LOW interest rates have given many savings and loan associations a new lease on life. Analysts say the industry must make wise use of the windfall.
"The current favorable interest-rate climate is only temporary; therefore, it is important that the industry act now to position itself for long-term profitability," Con Rusling, president of Sheshunoff Information Services Inc., said recently in releasing an assessment of the nation's thrift industry.
The industry, which specializes in making home-mortgage loans, has dwindled from 3,200 institutions in 1987 to 2,100 today. It is not clear how much further this shrinkage will go.
The answer to that question has significant implications for American taxpayers, who have already shelled out an estimated $84 billion to bail out 22 million depositors in 650 failed institutions.
While some observers say the end of the bailout is in sight, others say there is a long way yet to go.
Falling short-term interest rates have created a wider spread between the rates thrifts pay depositors and the rates they receive from borrowers, boosting S&L profits.
Citing these attractive interest-rate "spreads," the Congressional Budget Office earlier this month lowered its estimate of the total cost of the savings and loan bailout to $135 billion over the 1989-98 period, about $20 billion less than its previous estimate. The numbers do not include payment of interest.
But Dan Brumbaugh, an economist and author of a new book, "The Future of American Banking," predicts that hundreds more thrifts will fail. He says federal regulators have been consistently "denying and understating the size of the problem."
When the interest-rate spreads narrow, he says, many thrifts that had reaped narrow profits in this unusually favorable interest-rate climate will go under, and the taxpayer rescue of depositors will continue.
To William Ferguson, president of Ferguson & Co., which monitors the bank and thrift industries, such concerns are overblown.
"Sure, there are some more failures to go," Mr. Ferguson acknowledges. But he says the industry has been building up its capital base, which can act as a cushion against loan losses.
In the early 1980s, savings and loans were hit hard by rising interest rates, which forced them to boost payments to depositors while income from their fixed-rate mortgage loans held steady.
Ferguson says the risk to thrifts today is much lower than in the early 1980s. Since 1982, adjustable-rate mortgages, which change with prevailing interest rates, have become increasingly common. So has "securitization," by which loans are sold to a third party that packages them as an investment security; the investors bear the interest-rate risk.
Also, economists do not expect the Federal Reserve to push interest rates higher in the near term, given the slow economy and lack of inflationary pressures. This helps thrifts keep their interest payments to depositors down.
A recent fall in long-term interest rates, however, may squeeze spreads at the top end as the yield on home loans drops, says Thomas O'Donnell, a mortgage finance analyst with Prudential Securities Inc.
Mr. O'Donnell foresees the industry shakeout continuing, with mergers and failures bringing the industry down to 1,400 or 1,500 institutions in five years.

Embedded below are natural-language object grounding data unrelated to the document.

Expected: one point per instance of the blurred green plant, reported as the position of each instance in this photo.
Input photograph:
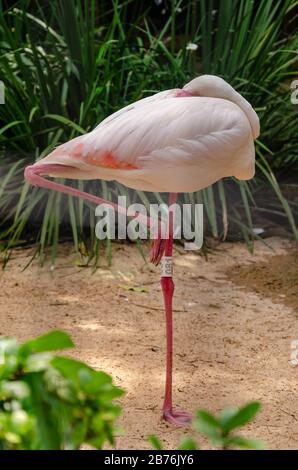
(68, 64)
(52, 402)
(220, 430)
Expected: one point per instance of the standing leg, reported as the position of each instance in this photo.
(174, 416)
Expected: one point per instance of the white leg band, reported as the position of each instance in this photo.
(166, 266)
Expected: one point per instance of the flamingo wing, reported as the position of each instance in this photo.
(165, 143)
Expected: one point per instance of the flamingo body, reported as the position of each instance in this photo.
(179, 140)
(174, 141)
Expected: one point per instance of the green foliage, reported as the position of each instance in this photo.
(52, 402)
(68, 64)
(220, 430)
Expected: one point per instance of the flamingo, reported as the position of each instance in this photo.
(178, 140)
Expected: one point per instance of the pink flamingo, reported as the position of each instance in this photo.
(179, 140)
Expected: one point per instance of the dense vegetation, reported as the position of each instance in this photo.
(68, 64)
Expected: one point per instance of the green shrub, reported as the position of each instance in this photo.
(52, 402)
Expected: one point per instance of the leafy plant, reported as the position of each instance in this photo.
(68, 64)
(52, 402)
(220, 430)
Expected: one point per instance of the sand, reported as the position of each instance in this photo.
(235, 318)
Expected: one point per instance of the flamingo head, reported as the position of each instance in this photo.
(215, 87)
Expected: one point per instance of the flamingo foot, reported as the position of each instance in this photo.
(176, 416)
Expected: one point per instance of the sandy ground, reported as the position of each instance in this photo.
(233, 332)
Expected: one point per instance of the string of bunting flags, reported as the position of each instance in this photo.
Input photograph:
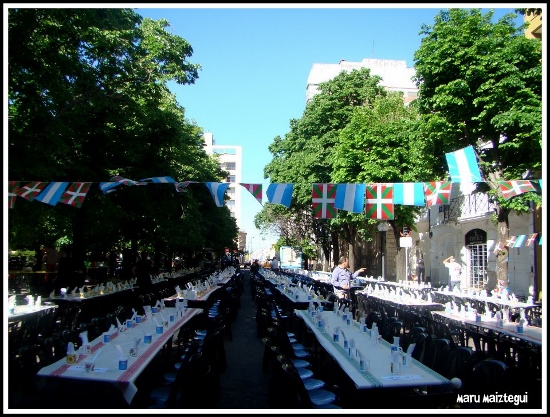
(376, 200)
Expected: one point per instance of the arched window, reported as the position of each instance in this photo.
(476, 262)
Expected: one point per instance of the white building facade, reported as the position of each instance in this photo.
(230, 157)
(462, 228)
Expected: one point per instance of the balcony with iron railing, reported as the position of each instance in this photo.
(467, 207)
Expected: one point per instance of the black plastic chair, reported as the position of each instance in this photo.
(293, 393)
(435, 354)
(489, 376)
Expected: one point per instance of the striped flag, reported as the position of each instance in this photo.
(75, 194)
(438, 192)
(126, 181)
(31, 190)
(323, 197)
(159, 180)
(409, 193)
(350, 197)
(217, 189)
(510, 241)
(52, 193)
(519, 241)
(181, 186)
(280, 194)
(531, 239)
(512, 188)
(379, 201)
(13, 186)
(255, 190)
(463, 165)
(108, 187)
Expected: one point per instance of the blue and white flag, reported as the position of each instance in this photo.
(280, 194)
(217, 189)
(519, 241)
(463, 165)
(350, 197)
(409, 193)
(108, 187)
(160, 180)
(52, 193)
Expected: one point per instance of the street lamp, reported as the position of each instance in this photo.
(383, 228)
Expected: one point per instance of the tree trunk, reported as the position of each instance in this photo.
(502, 256)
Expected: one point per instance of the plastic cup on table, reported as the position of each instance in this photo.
(89, 366)
(122, 364)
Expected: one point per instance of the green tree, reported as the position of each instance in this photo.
(88, 99)
(383, 143)
(481, 84)
(304, 155)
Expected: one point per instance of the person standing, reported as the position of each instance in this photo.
(50, 258)
(274, 264)
(421, 270)
(342, 276)
(454, 272)
(143, 270)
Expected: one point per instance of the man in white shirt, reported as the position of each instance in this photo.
(274, 264)
(454, 272)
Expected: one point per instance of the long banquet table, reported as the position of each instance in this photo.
(379, 354)
(531, 334)
(106, 365)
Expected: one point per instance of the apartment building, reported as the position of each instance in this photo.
(230, 157)
(396, 76)
(462, 228)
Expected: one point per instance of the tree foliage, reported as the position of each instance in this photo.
(88, 99)
(481, 84)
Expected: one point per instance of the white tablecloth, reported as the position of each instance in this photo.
(106, 365)
(379, 375)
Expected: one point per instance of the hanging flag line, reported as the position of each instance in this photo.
(376, 200)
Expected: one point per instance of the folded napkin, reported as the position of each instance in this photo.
(119, 351)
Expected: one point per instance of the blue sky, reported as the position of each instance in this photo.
(256, 60)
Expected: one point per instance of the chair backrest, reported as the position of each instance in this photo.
(488, 376)
(435, 354)
(294, 393)
(419, 340)
(457, 360)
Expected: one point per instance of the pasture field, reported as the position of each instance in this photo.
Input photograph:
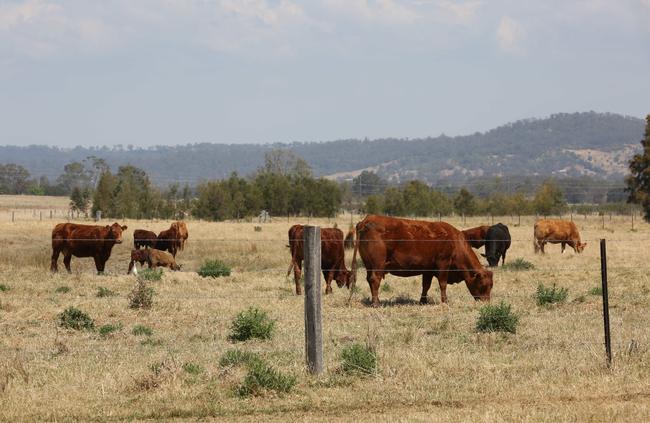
(433, 365)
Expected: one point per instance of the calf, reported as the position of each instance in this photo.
(497, 242)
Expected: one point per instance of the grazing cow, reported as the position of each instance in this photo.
(181, 228)
(406, 248)
(73, 239)
(332, 257)
(154, 258)
(144, 238)
(169, 240)
(497, 242)
(476, 236)
(557, 232)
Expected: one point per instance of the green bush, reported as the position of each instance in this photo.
(105, 292)
(551, 295)
(358, 359)
(237, 357)
(518, 265)
(252, 323)
(214, 269)
(108, 329)
(73, 318)
(497, 318)
(261, 377)
(141, 330)
(150, 274)
(141, 296)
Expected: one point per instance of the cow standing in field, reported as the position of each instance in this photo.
(73, 239)
(404, 247)
(497, 242)
(557, 232)
(332, 257)
(476, 236)
(144, 238)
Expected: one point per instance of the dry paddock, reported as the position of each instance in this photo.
(434, 366)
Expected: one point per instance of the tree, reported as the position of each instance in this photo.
(638, 182)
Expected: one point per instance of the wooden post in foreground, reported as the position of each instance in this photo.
(313, 316)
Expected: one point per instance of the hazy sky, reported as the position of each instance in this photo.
(146, 72)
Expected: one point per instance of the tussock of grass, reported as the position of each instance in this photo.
(550, 295)
(214, 269)
(497, 318)
(518, 264)
(252, 323)
(73, 318)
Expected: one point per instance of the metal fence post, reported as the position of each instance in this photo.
(313, 316)
(603, 273)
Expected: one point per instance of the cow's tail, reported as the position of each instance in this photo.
(353, 267)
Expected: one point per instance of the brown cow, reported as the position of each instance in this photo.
(405, 248)
(169, 240)
(181, 228)
(73, 239)
(476, 236)
(332, 257)
(557, 232)
(144, 238)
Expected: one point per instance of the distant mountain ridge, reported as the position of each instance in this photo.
(564, 144)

Despite the industry's challenges, he says "this can be a good business," provided that thrifts focus on high asset quality (making loans that won't go bad), maintaining a strong capital base, and keeping costs down.
"Thrifts that never strayed [from these fundamentals] ... in the 1980s are, generally speaking, in the best shape today," O'Donnell says.
In New England and California, for example, where many institutions have faced large losses from a slumping real estate market, thrifts like Golden West and Boston Bancorp, the holding company for South Boston Savings Bank, have succeeded in keeping asset quality high.
For other thrifts, the real estate downturn has been less forgiving. In July the federal government seized HomeFed Bank of San Diego - the largest thrift to be closed to date.